Au cours des deux décennies qui ont suivi, le réalisateur, aujourd’hui âgé de 54 ans, s’est révélé être l’un des documentaristes contemporains parmi les plus pertinents. On l’entend mais on ne le voit que rarement. Derrière la caméra, sa voix désincarnée et interrogative pose des questions ludiques, indiscrètes ou directes. Il gagne la confiance de ses personnages : que ce soit un migrant afghan à Calais dans The Last Border (2003), un enfant en mal d’amour dans Someday My Prince Will Come (2005) ou encore les banquiers, tous émotionnellement meurtris d’une façon ou une autre, dans Men of the City (2009).

Mais il a également le don d’identifier les espaces où toute la confusion et l’agitation de la vie quotidienne se révèlent au grand jour. On peut citer le parvis devant un tribunal dans Outside the Court (2011), une ville du sud-est de l’Angleterre en proie à des troubles dans All White in Barking (2008), ou encore une buvette en bord de route dans l’est des Midlands dans Outsiders (2015). Dans ce film, on voit les clients mâchouiller des morceaux de bacon (« C’est du porc local, je suppose ? ») en déplorant l’afflux d’« Européens » et de « Musulmans ». Derrière eux, on aperçoit des champs de légumes où s’échinent des travailleurs immigrés.

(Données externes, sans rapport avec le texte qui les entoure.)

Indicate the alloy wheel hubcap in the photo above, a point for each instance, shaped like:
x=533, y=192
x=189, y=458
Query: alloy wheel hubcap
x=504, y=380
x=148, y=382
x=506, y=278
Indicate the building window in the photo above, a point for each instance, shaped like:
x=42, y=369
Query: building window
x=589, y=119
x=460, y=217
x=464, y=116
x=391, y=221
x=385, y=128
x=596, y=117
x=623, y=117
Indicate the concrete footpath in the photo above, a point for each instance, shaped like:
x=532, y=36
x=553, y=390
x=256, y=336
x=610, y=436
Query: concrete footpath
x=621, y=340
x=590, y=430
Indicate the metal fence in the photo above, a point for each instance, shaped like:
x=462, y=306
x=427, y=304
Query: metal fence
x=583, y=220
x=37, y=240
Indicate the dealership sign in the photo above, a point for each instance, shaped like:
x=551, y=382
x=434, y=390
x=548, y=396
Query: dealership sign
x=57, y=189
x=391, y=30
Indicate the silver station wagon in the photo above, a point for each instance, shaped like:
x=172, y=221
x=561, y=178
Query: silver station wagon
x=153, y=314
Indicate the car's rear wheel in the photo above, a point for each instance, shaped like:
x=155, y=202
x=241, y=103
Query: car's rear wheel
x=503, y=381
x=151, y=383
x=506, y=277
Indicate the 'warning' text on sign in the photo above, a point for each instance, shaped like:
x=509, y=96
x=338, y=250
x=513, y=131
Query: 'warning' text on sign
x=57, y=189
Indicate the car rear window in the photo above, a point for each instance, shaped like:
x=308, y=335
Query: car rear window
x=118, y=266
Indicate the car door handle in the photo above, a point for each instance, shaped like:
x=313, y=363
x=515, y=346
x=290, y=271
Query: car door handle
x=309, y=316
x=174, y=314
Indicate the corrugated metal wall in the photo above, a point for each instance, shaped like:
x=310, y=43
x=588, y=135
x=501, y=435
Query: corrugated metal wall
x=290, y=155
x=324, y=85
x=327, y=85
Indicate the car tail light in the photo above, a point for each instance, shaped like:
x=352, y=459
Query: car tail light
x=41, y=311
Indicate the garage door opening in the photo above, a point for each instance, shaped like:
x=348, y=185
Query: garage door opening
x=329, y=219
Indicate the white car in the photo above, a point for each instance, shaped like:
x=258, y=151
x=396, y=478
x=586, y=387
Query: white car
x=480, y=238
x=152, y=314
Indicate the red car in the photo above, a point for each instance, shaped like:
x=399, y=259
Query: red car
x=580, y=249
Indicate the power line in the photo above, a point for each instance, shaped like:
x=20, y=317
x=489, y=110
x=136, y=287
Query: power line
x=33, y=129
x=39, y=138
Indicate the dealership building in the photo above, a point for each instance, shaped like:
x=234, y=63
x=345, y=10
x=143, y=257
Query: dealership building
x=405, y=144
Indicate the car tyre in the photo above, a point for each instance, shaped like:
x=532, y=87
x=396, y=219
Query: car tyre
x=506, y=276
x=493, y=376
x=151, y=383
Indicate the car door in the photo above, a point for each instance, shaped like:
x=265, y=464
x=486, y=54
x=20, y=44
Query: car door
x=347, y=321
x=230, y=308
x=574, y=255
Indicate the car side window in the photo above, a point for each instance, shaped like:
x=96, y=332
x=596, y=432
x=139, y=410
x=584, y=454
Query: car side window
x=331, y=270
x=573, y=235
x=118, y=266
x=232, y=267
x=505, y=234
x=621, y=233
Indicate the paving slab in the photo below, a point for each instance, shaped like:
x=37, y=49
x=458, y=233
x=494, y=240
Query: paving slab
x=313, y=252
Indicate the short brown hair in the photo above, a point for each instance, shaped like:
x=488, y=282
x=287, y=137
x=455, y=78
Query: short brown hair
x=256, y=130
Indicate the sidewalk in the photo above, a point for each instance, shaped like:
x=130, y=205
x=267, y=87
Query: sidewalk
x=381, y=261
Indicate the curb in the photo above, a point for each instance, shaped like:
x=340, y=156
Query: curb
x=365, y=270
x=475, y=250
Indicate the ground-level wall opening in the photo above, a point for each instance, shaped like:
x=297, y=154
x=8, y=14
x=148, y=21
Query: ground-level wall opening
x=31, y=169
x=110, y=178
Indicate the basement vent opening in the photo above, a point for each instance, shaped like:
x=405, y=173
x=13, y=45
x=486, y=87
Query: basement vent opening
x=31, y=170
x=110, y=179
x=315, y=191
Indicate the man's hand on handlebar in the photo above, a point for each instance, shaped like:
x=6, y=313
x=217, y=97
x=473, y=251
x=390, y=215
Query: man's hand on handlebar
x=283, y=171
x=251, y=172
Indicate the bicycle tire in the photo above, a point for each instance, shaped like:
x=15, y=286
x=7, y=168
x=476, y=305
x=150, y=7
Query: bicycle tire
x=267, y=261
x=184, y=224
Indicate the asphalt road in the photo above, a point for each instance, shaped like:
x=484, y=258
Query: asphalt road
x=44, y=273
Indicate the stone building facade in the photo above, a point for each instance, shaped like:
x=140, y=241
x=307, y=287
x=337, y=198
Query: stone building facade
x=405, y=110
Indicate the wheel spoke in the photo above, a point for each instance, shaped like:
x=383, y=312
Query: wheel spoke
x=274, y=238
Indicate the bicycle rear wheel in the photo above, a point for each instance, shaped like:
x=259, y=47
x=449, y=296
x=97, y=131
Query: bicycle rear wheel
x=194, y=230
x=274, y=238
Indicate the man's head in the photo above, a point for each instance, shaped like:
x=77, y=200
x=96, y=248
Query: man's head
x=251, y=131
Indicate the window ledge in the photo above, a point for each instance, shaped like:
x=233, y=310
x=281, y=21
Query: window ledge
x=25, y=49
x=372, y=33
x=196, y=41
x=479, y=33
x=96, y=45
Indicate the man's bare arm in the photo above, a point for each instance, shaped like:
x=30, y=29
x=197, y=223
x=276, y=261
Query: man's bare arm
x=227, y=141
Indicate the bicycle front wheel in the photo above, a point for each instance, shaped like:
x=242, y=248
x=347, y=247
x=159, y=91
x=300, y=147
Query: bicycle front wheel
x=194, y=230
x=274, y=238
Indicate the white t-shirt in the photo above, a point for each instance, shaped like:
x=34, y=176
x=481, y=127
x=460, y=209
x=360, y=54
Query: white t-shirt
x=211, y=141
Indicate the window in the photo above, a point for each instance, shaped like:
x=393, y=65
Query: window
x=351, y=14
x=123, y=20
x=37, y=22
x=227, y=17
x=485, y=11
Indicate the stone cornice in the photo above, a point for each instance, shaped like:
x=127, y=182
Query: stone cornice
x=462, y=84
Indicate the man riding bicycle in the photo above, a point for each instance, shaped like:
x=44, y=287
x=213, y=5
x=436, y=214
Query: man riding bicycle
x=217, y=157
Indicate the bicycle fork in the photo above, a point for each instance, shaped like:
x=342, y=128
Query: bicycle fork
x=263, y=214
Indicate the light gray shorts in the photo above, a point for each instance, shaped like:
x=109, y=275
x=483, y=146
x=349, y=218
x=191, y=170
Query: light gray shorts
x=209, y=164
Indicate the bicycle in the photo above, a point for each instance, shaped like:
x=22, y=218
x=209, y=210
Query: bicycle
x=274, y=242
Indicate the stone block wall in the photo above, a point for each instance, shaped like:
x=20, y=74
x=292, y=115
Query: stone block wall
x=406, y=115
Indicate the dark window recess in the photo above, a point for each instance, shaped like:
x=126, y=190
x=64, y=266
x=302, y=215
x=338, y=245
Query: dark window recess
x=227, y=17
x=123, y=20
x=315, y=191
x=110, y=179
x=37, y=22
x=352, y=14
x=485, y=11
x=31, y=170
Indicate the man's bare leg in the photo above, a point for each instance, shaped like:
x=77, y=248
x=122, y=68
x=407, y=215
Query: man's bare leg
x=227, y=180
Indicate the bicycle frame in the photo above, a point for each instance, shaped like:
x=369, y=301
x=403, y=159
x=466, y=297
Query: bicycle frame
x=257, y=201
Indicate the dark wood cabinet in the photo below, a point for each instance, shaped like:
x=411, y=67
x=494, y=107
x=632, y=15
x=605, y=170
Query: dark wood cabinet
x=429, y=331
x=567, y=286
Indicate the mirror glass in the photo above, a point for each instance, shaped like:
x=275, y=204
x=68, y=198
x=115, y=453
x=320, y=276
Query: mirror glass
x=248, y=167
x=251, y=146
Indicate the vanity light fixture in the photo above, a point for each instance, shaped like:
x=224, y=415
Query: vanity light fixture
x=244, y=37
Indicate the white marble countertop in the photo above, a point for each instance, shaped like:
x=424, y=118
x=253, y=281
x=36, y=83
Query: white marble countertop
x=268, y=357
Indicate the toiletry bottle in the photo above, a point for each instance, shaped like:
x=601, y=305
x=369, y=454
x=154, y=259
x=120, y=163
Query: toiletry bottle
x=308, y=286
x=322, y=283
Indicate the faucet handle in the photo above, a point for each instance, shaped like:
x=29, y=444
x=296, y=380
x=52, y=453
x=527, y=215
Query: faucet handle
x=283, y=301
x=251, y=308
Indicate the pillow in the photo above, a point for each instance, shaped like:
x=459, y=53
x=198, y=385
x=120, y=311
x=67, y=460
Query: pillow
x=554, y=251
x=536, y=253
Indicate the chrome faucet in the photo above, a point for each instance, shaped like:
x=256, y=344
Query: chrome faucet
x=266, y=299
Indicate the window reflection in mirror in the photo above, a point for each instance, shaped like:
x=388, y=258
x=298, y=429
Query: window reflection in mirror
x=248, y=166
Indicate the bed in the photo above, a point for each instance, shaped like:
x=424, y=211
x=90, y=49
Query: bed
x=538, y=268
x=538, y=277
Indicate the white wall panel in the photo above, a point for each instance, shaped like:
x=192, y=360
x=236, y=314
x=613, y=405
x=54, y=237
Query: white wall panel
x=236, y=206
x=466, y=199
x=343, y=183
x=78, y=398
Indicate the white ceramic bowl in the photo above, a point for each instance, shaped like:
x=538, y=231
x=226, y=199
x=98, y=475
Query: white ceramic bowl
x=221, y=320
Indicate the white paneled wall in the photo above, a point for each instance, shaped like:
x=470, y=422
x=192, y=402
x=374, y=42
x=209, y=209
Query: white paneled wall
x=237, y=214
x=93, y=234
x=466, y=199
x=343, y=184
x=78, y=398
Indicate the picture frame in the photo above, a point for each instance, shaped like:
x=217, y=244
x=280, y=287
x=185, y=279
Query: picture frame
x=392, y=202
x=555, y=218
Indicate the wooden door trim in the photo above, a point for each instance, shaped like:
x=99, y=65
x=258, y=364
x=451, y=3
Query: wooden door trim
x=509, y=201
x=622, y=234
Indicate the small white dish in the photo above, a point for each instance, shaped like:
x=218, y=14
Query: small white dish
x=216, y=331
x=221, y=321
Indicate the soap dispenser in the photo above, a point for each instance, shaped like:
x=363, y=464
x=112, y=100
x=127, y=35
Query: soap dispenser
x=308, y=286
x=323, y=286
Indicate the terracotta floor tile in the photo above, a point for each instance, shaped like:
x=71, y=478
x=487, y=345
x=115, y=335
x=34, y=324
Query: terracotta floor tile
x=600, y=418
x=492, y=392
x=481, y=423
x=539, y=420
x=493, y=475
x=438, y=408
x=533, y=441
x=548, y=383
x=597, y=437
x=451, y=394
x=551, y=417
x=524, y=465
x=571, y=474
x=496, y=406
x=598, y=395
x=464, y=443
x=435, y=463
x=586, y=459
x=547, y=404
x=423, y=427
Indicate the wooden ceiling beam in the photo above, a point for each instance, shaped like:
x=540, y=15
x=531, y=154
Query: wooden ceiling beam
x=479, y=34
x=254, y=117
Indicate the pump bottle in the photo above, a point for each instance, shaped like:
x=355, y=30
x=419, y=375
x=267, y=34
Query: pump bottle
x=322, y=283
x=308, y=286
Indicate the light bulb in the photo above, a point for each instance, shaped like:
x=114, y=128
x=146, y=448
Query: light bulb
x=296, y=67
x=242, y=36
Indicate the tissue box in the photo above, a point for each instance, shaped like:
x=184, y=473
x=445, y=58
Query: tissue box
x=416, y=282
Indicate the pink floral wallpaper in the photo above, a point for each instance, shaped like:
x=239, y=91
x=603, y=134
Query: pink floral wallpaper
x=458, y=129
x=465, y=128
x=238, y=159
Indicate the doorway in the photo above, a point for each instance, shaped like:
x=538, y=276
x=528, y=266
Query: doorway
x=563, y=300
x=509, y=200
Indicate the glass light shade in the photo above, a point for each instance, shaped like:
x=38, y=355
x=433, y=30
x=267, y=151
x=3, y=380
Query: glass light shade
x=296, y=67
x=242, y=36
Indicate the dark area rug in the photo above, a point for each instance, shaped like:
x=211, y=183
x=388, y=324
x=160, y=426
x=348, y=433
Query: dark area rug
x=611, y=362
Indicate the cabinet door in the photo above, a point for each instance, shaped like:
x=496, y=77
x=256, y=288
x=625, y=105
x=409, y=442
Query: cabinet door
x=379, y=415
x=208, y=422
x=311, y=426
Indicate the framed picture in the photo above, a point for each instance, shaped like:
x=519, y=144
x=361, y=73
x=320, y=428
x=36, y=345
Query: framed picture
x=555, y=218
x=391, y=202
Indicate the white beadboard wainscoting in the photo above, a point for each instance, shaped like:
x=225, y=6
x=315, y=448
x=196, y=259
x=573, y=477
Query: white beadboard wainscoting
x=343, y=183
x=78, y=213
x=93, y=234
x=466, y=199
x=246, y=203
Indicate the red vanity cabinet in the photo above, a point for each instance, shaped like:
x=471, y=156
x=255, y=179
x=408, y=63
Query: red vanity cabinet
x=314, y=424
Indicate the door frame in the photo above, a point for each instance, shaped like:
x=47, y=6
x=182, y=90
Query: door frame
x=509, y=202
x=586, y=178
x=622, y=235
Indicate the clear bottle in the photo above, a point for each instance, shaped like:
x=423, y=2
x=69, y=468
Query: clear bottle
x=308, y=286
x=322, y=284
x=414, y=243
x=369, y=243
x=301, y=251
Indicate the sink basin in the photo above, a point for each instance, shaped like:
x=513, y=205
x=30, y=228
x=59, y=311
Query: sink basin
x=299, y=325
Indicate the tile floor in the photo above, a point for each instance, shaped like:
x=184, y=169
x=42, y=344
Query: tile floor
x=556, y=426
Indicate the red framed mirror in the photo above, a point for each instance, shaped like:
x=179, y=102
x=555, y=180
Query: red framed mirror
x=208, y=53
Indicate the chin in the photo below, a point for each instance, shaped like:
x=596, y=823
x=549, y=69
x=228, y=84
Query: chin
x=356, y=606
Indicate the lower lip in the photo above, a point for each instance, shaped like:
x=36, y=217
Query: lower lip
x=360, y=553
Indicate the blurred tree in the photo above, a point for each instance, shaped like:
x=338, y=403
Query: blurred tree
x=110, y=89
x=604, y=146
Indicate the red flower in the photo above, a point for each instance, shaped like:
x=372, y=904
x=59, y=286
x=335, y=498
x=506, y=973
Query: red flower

Scène : deux ouvriers montent une clôture dans le jardin du cinéaste
Marc Isaacs, The Filmmaker’s House © Andanafilms, 2020

Dans son dernier long métrage, The Filmmaker’s House (2020), Isaacs poursuit son étude humaniste et parfois hilarante des thèmes du foyer et de l’identité, en organisant cette fois sous son propre toit une rencontre entre des personnages disparates : un voisin pakistanais, un sans-abri slovaque, une femme de ménage colombienne et deux ouvriers britanniques. C’est désormais la maison du réalisateur qui est devenue un espace de transit, du moins pour les étrangers qui se retrouvent à partager leur repas à la table de sa cuisine et à accomplir des actes de charité inattendus.

Dans The Road-A Story of Life and Death (2013), il s’intéresse à tous ceux qui quittent leur patrie pour un pays étranger, territoire qu’Isaacs décrit comme « un espace incertain, ni ici ni là-bas ». C’est dans cet « entre-deux » que se situe une grande partie de son œuvre dont The Road, un film habité de migrants, certains déplacés ou invisibles. Billy, un ancien ouvrier irlandais à la santé déclinante, se voit demander comment il a atterri à Londres. « Je me suis perdu dans le brouillard », soupire-t-il. Iqbal, qui vient du Cachemire, sait « qu’en tant qu’exclu, on peut tout simplement disparaître ». Pourtant, la beauté des films d’Isaacs est justement que les personnages qui passent devant sa caméra sortent du brouillard de l’invisibilité et de l’oubli.

Texte traduit de l’anglais par François Minaudier et initialement paru dans la brochure Hiver 2022 de La Cinémathèque du documentaire à la Bpi.